Covering theorems and Lebesgue integration

This paper shows how the Lebesgue integral can be obtained as a Riemann sum and provides an extension of the Morse Covering Theorem to open sets. Let $X$ be a finite dimensional normed space; let $\mu$ be a Radon measure on $X$ and let $\Omega\subseteq X$ be a $\mu$-measurable set.
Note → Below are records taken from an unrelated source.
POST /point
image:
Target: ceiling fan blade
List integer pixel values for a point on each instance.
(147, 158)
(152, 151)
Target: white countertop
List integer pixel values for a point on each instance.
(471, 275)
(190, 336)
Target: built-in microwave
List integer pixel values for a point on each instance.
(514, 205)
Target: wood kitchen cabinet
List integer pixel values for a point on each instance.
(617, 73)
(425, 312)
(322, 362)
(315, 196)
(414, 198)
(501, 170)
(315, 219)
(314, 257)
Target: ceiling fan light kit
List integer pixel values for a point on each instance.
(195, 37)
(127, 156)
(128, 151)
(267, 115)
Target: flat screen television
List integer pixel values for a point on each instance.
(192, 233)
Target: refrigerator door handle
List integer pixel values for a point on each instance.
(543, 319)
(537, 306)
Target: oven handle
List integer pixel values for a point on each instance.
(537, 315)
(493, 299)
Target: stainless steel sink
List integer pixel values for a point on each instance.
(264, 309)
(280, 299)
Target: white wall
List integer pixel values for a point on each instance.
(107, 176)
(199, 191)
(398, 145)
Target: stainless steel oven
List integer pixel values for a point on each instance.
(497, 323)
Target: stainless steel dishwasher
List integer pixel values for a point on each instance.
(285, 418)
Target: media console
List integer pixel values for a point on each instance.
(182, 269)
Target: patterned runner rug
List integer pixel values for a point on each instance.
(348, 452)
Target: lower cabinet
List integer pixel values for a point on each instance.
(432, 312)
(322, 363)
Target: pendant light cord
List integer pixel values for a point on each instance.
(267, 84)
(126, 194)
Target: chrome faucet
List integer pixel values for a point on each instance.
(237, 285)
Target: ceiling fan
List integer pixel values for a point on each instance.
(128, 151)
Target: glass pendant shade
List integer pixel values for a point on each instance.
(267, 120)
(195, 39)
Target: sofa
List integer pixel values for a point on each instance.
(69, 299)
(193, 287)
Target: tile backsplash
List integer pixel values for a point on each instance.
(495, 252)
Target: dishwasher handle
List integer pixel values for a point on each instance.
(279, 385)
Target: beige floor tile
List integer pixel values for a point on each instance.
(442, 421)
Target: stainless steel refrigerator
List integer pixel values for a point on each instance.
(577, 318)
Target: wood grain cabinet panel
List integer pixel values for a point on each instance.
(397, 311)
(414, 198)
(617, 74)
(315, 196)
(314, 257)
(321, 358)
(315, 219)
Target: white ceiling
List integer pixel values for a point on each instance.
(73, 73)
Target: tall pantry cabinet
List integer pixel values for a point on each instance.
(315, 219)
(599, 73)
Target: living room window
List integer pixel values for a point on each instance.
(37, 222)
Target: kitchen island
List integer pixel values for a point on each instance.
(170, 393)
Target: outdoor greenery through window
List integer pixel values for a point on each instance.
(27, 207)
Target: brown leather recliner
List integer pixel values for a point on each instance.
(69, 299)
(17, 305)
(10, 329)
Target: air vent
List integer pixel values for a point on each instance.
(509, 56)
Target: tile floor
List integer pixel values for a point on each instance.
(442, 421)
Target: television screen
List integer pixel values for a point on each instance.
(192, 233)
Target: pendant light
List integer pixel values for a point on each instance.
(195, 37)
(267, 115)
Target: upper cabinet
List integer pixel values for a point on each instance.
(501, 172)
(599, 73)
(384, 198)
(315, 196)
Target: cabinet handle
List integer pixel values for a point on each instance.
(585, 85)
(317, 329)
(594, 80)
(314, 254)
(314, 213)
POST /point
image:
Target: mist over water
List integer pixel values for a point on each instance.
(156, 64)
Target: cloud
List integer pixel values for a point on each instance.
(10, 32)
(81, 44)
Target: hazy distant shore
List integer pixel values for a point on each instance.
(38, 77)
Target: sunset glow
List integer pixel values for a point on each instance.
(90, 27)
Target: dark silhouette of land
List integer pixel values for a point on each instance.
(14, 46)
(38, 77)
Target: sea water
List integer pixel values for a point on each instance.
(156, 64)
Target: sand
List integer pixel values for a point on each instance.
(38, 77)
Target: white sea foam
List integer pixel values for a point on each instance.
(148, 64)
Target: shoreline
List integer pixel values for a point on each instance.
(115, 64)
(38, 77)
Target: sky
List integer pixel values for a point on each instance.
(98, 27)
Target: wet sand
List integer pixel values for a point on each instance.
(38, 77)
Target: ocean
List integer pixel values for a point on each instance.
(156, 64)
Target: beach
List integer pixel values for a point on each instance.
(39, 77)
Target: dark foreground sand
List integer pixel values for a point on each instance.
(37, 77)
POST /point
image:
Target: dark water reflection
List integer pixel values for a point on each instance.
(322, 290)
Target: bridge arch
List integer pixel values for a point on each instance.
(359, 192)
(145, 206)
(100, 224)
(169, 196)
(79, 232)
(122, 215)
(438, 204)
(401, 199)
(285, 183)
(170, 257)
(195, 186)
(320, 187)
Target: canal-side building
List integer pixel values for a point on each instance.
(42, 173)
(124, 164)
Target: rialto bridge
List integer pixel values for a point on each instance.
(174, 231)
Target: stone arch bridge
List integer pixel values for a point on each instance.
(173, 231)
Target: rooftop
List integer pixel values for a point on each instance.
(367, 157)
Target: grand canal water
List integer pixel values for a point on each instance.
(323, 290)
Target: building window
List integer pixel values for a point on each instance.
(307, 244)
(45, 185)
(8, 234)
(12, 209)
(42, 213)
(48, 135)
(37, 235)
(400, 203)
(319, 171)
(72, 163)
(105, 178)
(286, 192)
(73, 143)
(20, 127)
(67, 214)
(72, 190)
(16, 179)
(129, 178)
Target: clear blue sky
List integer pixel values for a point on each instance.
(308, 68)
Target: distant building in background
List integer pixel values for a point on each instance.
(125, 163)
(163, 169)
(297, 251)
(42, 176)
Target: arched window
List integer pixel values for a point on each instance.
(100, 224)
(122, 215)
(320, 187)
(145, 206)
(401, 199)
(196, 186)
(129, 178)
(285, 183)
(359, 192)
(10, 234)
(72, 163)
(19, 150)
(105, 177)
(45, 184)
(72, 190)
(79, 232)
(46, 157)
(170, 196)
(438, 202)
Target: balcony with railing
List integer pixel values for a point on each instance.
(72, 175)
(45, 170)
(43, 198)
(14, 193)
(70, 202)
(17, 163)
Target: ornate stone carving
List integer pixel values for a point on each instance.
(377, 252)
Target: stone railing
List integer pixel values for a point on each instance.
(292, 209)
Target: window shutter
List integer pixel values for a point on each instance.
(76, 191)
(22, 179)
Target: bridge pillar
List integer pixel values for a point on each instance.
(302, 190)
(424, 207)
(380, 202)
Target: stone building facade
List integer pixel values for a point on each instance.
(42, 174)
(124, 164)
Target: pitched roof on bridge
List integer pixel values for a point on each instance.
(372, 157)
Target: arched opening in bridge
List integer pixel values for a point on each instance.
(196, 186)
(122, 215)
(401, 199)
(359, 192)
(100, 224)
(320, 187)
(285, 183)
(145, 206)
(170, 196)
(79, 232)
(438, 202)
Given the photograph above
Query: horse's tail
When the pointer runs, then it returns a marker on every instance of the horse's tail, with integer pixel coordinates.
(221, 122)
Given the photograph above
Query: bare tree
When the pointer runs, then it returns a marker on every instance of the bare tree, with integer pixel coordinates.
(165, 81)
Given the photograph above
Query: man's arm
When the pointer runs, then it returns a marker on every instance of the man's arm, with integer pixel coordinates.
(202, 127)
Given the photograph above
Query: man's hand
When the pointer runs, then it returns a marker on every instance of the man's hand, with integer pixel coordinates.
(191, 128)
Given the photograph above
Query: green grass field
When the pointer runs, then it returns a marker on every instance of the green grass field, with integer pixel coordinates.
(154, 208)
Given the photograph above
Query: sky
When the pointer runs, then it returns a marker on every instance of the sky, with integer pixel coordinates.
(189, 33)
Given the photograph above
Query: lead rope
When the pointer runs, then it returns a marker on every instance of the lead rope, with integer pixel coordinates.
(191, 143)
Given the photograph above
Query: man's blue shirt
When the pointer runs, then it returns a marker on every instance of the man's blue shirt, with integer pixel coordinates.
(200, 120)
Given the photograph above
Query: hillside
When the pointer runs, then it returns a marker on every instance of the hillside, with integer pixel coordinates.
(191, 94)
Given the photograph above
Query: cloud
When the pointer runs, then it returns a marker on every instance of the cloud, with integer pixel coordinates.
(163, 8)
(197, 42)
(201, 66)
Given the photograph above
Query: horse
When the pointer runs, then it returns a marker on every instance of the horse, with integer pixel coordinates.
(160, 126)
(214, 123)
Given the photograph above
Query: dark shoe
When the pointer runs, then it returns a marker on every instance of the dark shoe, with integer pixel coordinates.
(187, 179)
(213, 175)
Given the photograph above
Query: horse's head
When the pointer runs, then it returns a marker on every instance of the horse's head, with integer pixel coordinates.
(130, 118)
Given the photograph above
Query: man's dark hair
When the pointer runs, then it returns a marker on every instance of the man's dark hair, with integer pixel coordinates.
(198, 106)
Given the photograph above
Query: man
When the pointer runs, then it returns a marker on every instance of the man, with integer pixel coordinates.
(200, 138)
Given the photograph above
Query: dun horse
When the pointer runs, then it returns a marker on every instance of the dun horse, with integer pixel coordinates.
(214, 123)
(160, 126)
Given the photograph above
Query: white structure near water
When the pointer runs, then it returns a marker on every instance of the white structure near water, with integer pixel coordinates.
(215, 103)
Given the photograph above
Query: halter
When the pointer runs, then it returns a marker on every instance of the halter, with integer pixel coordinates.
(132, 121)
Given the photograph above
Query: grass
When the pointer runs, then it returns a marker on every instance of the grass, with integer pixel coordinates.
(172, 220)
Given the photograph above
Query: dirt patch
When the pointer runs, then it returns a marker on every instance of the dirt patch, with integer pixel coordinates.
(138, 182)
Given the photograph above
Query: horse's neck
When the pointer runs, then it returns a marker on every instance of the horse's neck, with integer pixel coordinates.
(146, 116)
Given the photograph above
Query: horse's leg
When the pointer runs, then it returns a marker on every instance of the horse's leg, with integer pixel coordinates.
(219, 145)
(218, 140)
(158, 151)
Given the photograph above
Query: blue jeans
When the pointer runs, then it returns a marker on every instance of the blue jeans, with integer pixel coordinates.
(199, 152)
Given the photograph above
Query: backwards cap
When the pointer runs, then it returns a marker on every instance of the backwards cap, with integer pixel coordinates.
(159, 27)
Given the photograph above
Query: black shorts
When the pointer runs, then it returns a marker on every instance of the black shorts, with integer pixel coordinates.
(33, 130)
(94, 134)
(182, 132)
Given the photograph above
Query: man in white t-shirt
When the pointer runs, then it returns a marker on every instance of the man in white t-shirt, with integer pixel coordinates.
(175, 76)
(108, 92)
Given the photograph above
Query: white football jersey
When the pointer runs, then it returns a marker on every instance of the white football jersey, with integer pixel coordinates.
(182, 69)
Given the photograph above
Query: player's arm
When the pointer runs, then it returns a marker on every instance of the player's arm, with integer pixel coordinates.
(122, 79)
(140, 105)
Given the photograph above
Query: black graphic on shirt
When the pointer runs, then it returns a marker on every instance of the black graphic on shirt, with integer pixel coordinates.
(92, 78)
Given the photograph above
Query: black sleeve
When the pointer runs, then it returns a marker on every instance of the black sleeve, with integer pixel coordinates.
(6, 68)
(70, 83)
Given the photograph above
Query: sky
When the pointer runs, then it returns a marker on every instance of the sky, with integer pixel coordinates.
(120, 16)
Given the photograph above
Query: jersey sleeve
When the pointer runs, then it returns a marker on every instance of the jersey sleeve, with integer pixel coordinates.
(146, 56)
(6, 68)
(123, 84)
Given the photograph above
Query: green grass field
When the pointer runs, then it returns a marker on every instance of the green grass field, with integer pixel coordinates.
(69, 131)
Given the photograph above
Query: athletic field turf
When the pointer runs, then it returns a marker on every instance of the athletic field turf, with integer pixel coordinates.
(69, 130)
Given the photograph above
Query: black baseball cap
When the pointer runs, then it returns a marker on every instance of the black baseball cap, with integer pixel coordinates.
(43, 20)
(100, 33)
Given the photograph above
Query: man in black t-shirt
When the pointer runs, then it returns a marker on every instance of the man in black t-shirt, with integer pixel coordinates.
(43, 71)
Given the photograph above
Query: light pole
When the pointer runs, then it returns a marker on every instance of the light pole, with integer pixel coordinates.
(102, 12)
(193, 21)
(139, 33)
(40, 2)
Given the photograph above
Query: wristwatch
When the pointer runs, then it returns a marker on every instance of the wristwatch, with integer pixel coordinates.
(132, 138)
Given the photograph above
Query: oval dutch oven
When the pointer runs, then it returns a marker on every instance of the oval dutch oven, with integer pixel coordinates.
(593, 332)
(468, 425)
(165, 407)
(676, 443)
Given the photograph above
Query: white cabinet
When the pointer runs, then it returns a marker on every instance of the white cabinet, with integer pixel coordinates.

For $\lambda\geq1$, a $\mu $-measurable set $S_{\lambda}(a)\subseteq X$ is a $\lambda$-Morse set with tag $a\in S_{\lambda}(a)$ if there is $r>0$ such that $B(a,r)\subseteq S_{\lambda }(a)\subseteq B(a,\lambda r)$ and $S_{\lambda}(a)$ is starlike with respect to all points in the closed ball $B(a,r)$. Given a gauge $\delta:\Omega \to(0,1]$ we say $S_{\lambda}(a)$ is $\delta$-fine if $B(a,\lambda r)\subseteq B(a,\delta(a))$. If $f\geq0$ is a $\mu$-measurable function on $\Omega$ then $\int_{\Omega}f d\mu=F\in\mathbb{R}$ if and only if for some $\lambda\geq1$ and all $\epsilon>0$ there is a gauge function $\delta$ so that $|\sum_{n}f(x_{n}) \mu(S(x_{n}))-F|<\epsilon$ for all sequences of disjoint $\lambda$-Morse sets that are $\delta$-fine and cover all but a $\mu $-null subset of $\Omega$. This procedure can be applied separately to the positive and negative parts of a real-valued function on $\Omega$. The covering condition $\mu(\Omega\setminus\cup_{n}S(x_{n}))=0$ can be satisfied due to the Morse Covering Theorem. The improved version given here says that for a fixed $\lambda\geq1$, if $A$ is the set of centers of a family of $\lambda$-Morse sets then $A$ can be covered with the interiors of sets from at most $\kappa$ pairwise disjoint subfamilies of the original family; an estimate for $\kappa$ is given in terms of $\lambda$, $X$ and its norm.